Dans tous les cas, ces discussions et ces mains tendues sont importantes, car le Conseil constitutionnel ne rendra son avis que dans 3 semaines... et la France ne peut supporter encore 3 semaines d’un conflit qui se radicalise tous les jours.

Maxime Tandonnet : Bien entendu les syndicats jouent leur crédibilité. Après trois mois de mouvements sociaux, un échec sur les emblématiques 64 ans serait désastreux vis-à-vis de leurs troupes. Mais le gouvernement joue encore plus gros. A ce stade, il ne peut plus gagner. Il a jeté le pays dans la crise et la paralysie pendant près de trois mois et pour la troisième fois après les gilets jaunes et le mouvement social de 2019. Les sondages sont révélateurs. Le pouvoir macroniste a sombré dans une impopularité dont il aura du mal à se remettre. Le discours habituel des commentateurs de la politique française consiste à dire : M. Macron ne pourra rien faire s’il cède. Cette vision est à mon sens absurde. Sa posture jupitérienne n’est pas vécue comme de la fermeté dans la France profonde et travailleuse qui rejette cette réforme à 90%. Elle est bien davantage ressentie comme de l’aveuglement, de la déconnexion et de l’entêtement. Dès lors que l’estime et la confiance des Français en leur chef de l’Etat et plus généralement, dans la classe dirigeante, sortira gravement abîmée de cette crise, il deviendra encore plus difficile de gouverner et de réformer.   

Dans cet affrontement des stratégies qui risque d’obtenir les résultats les plus fructueux pour la suite ?

Virginie Martin : Dans cette séquence, les syndicats ont retrouvé de la vigueur, une vigueur perdue au moment des Gilets jaunes. Lors des mouvements des Gilets jaunes d’aucuns précipitaient un peu vite les syndicats dans l’oubli. Cette réforme leur donne une occasion inespérée de retrouver leur utilité, voire leur fonction originelle. Défendre les salariés et être légitimes dans cette défense.

L’exécutif, de son côté, joue - au-delà de Borne- les 4 ans à venir son quinquennat: Macron pourra t-il gouverner le pays comme il l’entend ? Sa / son première ministre actuelle ou à venir sauront-ils  trouver une majorité fiable et solide à l’Assemblée nationale ?

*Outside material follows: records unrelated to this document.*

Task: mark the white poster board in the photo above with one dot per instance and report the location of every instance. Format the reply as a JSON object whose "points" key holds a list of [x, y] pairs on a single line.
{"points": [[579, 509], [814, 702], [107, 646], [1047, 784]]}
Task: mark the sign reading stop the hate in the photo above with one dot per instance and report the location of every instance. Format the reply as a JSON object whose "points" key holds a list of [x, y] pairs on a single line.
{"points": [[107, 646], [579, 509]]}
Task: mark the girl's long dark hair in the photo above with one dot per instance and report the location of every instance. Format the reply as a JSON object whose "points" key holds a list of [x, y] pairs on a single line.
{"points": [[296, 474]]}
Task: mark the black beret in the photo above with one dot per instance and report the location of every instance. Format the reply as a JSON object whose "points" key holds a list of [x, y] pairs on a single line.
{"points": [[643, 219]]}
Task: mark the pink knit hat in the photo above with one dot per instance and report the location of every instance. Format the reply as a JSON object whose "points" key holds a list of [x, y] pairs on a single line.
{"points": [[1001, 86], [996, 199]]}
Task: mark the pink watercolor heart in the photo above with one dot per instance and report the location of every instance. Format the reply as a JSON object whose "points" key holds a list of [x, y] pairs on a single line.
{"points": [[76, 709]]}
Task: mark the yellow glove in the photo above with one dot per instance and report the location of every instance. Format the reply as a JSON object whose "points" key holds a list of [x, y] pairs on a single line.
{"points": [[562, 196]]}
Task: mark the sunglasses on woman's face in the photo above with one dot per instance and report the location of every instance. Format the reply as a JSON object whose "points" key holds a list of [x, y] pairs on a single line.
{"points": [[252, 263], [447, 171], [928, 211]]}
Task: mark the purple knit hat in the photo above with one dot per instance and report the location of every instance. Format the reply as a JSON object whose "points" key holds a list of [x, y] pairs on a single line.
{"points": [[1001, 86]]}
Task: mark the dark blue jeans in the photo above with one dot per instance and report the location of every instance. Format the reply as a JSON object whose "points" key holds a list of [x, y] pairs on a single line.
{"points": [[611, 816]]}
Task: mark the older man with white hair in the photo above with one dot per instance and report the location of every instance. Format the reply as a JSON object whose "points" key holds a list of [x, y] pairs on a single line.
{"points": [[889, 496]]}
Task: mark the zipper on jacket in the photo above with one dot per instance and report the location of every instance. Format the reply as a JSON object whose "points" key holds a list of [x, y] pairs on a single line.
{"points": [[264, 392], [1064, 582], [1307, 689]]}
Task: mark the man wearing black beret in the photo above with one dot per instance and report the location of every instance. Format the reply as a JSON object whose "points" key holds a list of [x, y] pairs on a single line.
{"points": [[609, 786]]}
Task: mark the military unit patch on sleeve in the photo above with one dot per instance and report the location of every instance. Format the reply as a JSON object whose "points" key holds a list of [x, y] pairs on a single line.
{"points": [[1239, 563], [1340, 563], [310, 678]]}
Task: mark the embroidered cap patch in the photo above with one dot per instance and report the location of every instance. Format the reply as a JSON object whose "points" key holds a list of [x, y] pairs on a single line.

Cette crise est un précipité de la politique à la française et chaque partie prenante y joue son présent et son avenir.

Maxime Tandonnet : La grande leçon, c’est que tout le monde sortira perdant de cette crise, surtout si la médiation ou la recherche d’un compromis échoue. Si une issue raisonnable est trouvée, la classe dirigeante aura limité les dégâts et pourra dire : voilà on a souffert mais on s’en est quand même sorti. En revanche, si aucune issue n’est trouvée sur la question des 64 ans, si la situation glisse dans le pourrissement et le malaise permanent, la France va s’inscrire dans une violence et un mouvement de protestation sporadique qui risque de resurgir dans les grandes occasion, par exemple les jeux olympiques de Paris. L’indifférence et la méfiance de nombreux Français envers la politique risque de se transformer en haine, en colère et en dégoût ce qui serait dramatique pour l’avenir de la démocratie. En attendant, pour le pouvoir macroniste, la pire des attitudes serait de vouloir attiser le chaos pour se poser en protecteur ou sauveur de la paix civile sur le modèle de la crise des Gilets Jaunes. Une telle stratégie peut fonctionner pour une petite frange de la bourgeoisie urbaine, cossue et retraitée. Mais elle ne saurait une nouvelle fois duper le pays dans son immense majorité.